Batch data into lists of length n. The last batch may be shorter.

Source code in src/quickmt_train/filter_static_embeddings.py
def batch(iterable, n):
    "Batch data into lists of length n. The last batch may be shorter."
    # batched('ABCDEFG', 3) --> ABC DEF G
    it = iter(iterable)
    while True:
        batch = tuple(islice(it, n))
        if not batch:
            return
        yield batch

Basic Filter

filter_basic

batch(iterable, n)

Batch data into lists of length n. The last batch may be shorter.

Source code in src/quickmt_train/filter_basic.py
def batch(iterable, n):
    "Batch data into lists of length n. The last batch may be shorter."
    # batched('ABCDEFG', 3) --> ABC DEF G
    it = iter(iterable)
    while True:
        batch = tuple(islice(it, n))
        if not batch:
            return
        yield batch

char_length_match(s_clean, t_clean, min_char_length, max_char_length, length_ratio)

Ensure src/tgt within char length bounds and remove if identical src/tgt

Source code in src/quickmt_train/filter_basic.py
def char_length_match(
    s_clean: str,
    t_clean: str,
    min_char_length: int,
    max_char_length: int,
    length_ratio: float,
):
    """Ensure src/tgt within char length bounds and remove if identical src/tgt"""
    slen = len(s_clean)
    tlen = len(t_clean)
    if slen == 0 or tlen == 0:
        return False

    len_ratio = slen / tlen
    if (slen < min_char_length) or (tlen < min_char_length):
        return False
    if (slen > max_char_length) or (tlen > max_char_length):
        return False
    if (len_ratio < 1 / length_ratio) or (len_ratio > length_ratio):
        return False
    if s_clean == t_clean:
        return False

    return True

clean(src_lang, tgt_lang, src_min_langid_score=0.5, tgt_min_langid_score=0.5, length_ratio=4, min_char_length=3, max_char_length=2000, ft_model_path='../lid.176.bin')

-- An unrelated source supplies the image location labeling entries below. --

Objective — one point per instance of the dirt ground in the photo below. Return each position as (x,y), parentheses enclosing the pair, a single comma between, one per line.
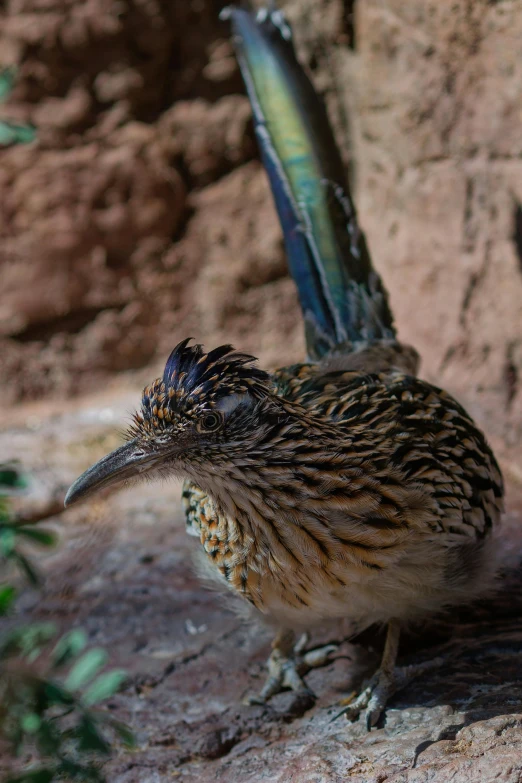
(141,216)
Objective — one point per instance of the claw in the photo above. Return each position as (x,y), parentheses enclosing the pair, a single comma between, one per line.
(286,669)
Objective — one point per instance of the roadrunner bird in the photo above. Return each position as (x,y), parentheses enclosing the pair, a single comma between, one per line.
(341,487)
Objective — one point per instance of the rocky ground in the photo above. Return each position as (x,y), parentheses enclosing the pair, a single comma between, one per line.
(141,216)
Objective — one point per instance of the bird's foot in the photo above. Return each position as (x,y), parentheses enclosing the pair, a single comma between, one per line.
(384,683)
(287,669)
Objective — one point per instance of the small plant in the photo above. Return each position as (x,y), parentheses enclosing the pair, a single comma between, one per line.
(50,686)
(11,132)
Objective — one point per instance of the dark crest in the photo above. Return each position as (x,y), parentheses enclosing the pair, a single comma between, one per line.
(191,372)
(193,380)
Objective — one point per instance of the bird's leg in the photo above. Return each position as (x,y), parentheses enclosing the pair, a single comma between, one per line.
(386,681)
(288,663)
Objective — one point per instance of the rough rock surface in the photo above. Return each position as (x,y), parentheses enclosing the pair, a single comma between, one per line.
(142,215)
(134,221)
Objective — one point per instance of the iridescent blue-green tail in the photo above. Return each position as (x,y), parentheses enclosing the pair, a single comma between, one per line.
(342,297)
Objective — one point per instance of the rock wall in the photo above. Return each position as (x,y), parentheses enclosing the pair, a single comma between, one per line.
(141,215)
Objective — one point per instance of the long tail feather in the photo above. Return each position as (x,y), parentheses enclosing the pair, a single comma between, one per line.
(342,297)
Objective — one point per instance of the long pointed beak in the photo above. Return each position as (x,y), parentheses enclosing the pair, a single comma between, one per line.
(121,464)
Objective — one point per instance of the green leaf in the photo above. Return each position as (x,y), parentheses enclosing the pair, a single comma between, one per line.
(69,646)
(104,686)
(7,541)
(56,694)
(7,596)
(11,477)
(31,722)
(86,668)
(43,537)
(15,134)
(43,775)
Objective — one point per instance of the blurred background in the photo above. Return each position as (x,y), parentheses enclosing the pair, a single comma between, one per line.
(141,215)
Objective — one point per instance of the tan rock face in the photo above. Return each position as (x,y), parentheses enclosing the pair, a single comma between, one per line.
(124,229)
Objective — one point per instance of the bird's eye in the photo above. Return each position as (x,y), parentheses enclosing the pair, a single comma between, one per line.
(210,422)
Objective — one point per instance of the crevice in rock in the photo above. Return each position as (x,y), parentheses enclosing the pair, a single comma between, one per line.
(517,233)
(348,23)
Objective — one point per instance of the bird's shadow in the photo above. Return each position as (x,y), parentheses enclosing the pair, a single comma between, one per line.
(481,677)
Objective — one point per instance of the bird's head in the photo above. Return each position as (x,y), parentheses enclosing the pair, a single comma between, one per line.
(206,409)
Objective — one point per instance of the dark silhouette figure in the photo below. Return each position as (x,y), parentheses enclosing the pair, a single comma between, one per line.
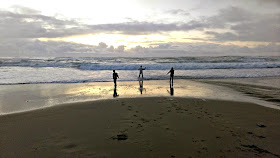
(171,71)
(171,92)
(115,93)
(115,76)
(141,71)
(141,84)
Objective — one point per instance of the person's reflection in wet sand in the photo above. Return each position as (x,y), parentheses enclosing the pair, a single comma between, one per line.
(171,92)
(115,93)
(141,84)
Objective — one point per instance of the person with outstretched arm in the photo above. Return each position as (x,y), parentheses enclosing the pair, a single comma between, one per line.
(141,71)
(171,71)
(115,76)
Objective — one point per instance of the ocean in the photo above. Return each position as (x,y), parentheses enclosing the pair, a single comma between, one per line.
(90,69)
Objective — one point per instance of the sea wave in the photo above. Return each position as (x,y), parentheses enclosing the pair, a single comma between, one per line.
(184,63)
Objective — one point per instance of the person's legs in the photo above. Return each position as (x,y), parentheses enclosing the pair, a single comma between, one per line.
(115,82)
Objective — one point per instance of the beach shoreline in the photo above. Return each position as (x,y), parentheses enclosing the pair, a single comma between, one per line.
(143,127)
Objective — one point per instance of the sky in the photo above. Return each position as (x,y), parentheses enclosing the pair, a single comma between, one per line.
(139,28)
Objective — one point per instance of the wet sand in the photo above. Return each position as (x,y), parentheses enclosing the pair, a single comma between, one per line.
(143,127)
(196,120)
(267,89)
(26,97)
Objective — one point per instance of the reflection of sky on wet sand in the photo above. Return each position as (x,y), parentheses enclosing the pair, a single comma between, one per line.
(15,98)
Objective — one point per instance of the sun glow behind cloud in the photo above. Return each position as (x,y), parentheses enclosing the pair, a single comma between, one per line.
(162,24)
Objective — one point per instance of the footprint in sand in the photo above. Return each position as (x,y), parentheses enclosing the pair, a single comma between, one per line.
(70,146)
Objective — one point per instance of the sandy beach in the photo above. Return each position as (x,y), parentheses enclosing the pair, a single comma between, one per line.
(154,124)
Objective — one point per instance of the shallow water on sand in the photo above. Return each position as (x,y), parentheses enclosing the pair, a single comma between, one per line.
(19,98)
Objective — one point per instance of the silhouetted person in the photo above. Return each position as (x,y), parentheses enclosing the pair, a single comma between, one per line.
(141,71)
(171,91)
(141,88)
(115,93)
(115,76)
(171,71)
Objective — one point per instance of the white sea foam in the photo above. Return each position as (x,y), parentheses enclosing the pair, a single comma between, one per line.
(74,70)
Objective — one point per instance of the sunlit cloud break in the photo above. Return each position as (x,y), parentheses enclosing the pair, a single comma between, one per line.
(230,29)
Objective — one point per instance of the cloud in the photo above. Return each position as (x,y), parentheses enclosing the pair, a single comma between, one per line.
(27,23)
(36,48)
(245,26)
(178,12)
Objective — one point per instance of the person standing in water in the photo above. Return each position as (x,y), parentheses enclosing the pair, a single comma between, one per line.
(141,71)
(171,71)
(115,76)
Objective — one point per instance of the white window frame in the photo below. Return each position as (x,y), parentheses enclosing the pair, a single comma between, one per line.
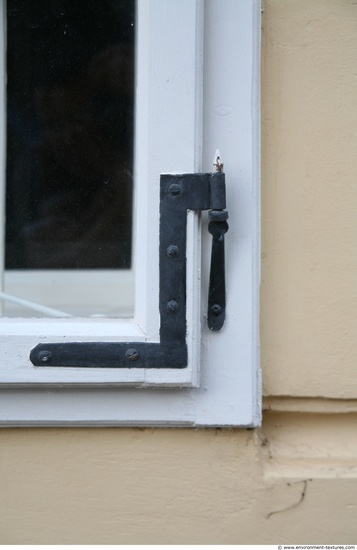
(188,104)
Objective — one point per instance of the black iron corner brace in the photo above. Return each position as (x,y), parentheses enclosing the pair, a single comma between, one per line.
(178,193)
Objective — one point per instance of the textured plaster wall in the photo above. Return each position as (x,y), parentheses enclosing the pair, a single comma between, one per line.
(296,479)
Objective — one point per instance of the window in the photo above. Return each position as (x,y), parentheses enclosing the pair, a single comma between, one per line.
(197,78)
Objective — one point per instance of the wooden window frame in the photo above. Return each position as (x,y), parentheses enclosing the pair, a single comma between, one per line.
(197,89)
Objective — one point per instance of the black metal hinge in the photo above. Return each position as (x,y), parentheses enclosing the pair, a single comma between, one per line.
(178,193)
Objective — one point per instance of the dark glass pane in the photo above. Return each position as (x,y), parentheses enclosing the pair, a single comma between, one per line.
(70,103)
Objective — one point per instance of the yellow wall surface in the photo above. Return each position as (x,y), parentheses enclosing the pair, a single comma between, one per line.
(294,480)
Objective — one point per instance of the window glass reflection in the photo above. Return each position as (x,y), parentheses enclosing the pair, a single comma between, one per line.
(70,103)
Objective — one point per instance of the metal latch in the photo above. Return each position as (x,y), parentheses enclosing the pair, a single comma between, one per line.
(178,193)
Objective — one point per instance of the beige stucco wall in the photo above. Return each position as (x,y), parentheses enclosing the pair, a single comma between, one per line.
(296,479)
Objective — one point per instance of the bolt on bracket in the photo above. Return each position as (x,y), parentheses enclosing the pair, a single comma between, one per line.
(178,193)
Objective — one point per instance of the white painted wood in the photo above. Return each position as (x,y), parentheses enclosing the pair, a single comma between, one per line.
(229,391)
(168,134)
(2,143)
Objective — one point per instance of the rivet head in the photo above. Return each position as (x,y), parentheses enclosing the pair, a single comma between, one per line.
(172,306)
(216,309)
(45,356)
(175,189)
(132,354)
(172,251)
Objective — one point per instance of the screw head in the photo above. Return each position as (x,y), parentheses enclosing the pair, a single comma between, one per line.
(172,306)
(45,356)
(175,189)
(216,309)
(172,251)
(132,354)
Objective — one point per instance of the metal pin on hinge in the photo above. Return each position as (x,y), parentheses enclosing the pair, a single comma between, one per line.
(217,227)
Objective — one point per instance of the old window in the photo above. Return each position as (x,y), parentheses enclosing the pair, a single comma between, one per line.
(196,89)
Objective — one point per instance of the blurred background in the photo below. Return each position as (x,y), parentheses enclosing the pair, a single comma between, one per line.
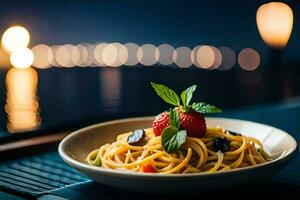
(66,64)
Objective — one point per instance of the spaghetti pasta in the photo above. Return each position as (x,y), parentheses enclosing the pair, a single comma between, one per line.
(195,155)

Remove non-printable characters and filter out if char length ratio > length_ratio

Source code in src/quickmt_train/filter_basic.py
def clean(
    src_lang: str,
    tgt_lang: str,
    src_min_langid_score: float = 0.5,
    tgt_min_langid_score: float = 0.5,
    length_ratio: int = 4,
    min_char_length: int = 3,
    max_char_length: int = 2000,
    ft_model_path: str = "../lid.176.bin",
):
    """Remove non-printable characters and filter out if char length ratio > `length_ratio`"""
    # https://stackoverflow.com/questions/66353366/cant-suppress-fasttext-warning-load-model-does-not-return
    fasttext.FastText.eprint = lambda x: None # type: ignore
    ft = fasttext.load_model(ft_model_path)

    for line in sys.stdin:
        fields = line.strip().split("\t")
        if len(fields) != 2:
            continue

        src_in = fields[-2].strip()
        tgt_in = fields[-1].strip()

        try:
            cleaned_input = clean_input(
                src_in,
                tgt_in,
                src_lang,
                tgt_lang,
                ft,
                src_min_langid_score,
                tgt_min_langid_score,
                length_ratio,
                min_char_length,
                max_char_length,
            )
            if cleaned_input:
                sys.stdout.write(cleaned_input)
        except:
            pass

clean_input(s, t, src_lang, tgt_lang, ft, src_min_langid_score=0.5, tgt_min_langid_score=0.5, length_ratio=4, min_char_length=3, max_char_length=2000)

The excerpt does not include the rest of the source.